À cela s’ajoute le fait que les prisonniers qui
tombaient entre les mains de l’Islam étaient traités de cette manière noble et
généreuse que nous avons décrite précédemment. Ils ne rencontraient ni
humiliation ni torture. Et on leur ouvrait les portes de la liberté dès lors
qu’ils la voulaient et se sentaient capables de l’assumer, sachant que la
plupart d’entre eux n’étaient pas des hommes libres au moment de leur capture,
mais étaient des esclaves que les Perses ou les Romains avaient asservis et
poussés à combattre les Musulmans.
Ainsi, il ne s’agissait pas d’asservir pour asservir,
l’esclavage n’étant pas un fondement immuable que l’Islam entendrait conserver,
l’orientation générale induite par tous les textes afférents étant celle de la
libération des esclaves.
L’esclavage
n’est qu’une situation temporaire menant au final à la libération.
À l’éclatement d’une guerre entre les Musulmans et les
ennemis de l’Islam, certains prisonniers infidèles peuvent tomber entre les
mains des Musulmans.

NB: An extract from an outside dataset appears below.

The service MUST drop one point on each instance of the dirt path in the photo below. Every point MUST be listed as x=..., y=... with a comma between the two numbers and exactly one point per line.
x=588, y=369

Dans certains cas, non dans tous, et sans que cela soit
automatique, ces prisonniers deviennent des esclaves. Ils vivent alors pendant
un certain temps dans un milieu social musulman, pendant lequel ils peuvent
observer à loisir la justice divine concrètement réalisée sur le terrain. Ils
sont embrassés par l’esprit de miséricorde de l’Islam qui les traite avec bonté
et humanité. Leurs âmes s’imprègnent de la chaleur réconfortante de l’Islam et
leurs consciences s’ouvrent à la lumière. L’Islam les libère alors en les
affranchissant gratuitement dans certains cas, ou en leur accordant un contrat
d’affranchissement, dès lors qu’ils aspirent d’eux-mêmes à recouvrer leur
liberté.
La période qu’ils auront passée sous l’esclavage
devient ainsi en réalité une période de cure psychologique et spirituelle,
pendant laquelle on les traite avec bonté, en leur faisant ressentir leur
statut naguère piétiné d’êtres humains, et en orientant leurs âmes vers la
lumière divine, sans contrainte d’aucune sorte. Au bout de ce processus, se
trouve alors la libération, à supposer bien entendu que les prisonniers aient
été asservis, ce qui n’est certainement pas la seule issue choisie par l’Islam
pour les prisonniers, comme en témoigne le précédent verset et l’attitude
concrète adoptée par le Messager — paix et bénédictions sur lui — dans ses
différentes batailles.
Quant aux femmes, l’Islam les a honorées — y compris
en tant qu’esclaves — par rapport à ce qu’elles subissaient dans les pays non musulmans.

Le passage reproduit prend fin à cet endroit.